It happened in Copenhagen. Hans Christian Andersen tells us that magic and imagination flourish on Danish soil, and the tourism industry builds on that proposal at every turn. My own frequent visits to Wonderful Copenhagen and its environs–for work and play–make me suspect there’s some truth in the idea.

One Friday, many summers ago, the Danish friend with whom I was staying told me about an upcoming weekend fair of vintage items (one of my fatal passions) and offered to drive me out there–god knows where, to hell and gone–in her zippy little white car. We took off the next morning, early, for the opening, so as not to miss a single treasure. Of course it was raining. It seems as if it’s always raining in Denmark, or has just rained, or is threatening to do so, or is expressing its melancholy indecision with a fine drizzle.

The fair was a pretty high-end deal, being annual and indoors. Typically, it featured articles for the home: china, silver, glass, mid-century modern furniture–for all of which Denmark is justly celebrated. Historically, however, dress has not been the culture’s forte. Until recent decades, dowdiness and dull convention were the norm, considered a virtue perhaps. Yet here it was, hanging high from the top of a door, askew on a wire hanger, the dress that made my heart leap up with Wordsworthian delight, the dress that seemed created for me though it was surely a product of the Thirties, the dress that ignited my usually feeble streak of greed so that all I could think was Mine! Mine! Mine!

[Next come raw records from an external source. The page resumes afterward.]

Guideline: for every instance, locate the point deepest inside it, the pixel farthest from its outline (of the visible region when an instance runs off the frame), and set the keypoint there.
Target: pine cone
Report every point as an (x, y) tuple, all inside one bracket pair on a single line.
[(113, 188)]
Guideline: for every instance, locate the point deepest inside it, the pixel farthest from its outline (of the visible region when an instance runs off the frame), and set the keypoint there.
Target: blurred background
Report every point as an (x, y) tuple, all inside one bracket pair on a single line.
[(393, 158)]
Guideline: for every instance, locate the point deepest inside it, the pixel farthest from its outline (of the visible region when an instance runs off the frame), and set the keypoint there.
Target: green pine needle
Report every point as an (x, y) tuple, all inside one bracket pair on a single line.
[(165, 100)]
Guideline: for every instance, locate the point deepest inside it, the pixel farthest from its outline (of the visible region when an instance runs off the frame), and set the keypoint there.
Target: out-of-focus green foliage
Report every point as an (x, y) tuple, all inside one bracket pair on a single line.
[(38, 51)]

It was made of heavy black crepe with a dull finish. The top, including the long sleeves, was encrusted with jet beading and scrolling embroidery boldly laid out in an elaborate design that conjured up leaf and blossom without portraying either literally. The proportions of this magnificent bodice suggested that the garment was intended for a mature lady in possession of a large mono-bosom. I am more delicately endowed. I imagined the original owner of the dress looking like my grandmother in full regalia: majestic and bulletproof.

The skirt was appropriately more reticent, but not without its own subtle dignity. A wide panel of pleats hung front and center. From the waist to the bottom of the pelvis, the pleats were sewn down; below, they flared free. The hemline, grown uneven with time, reached to what I guessed would be midway between the calf and ankle worn by a woman of average height.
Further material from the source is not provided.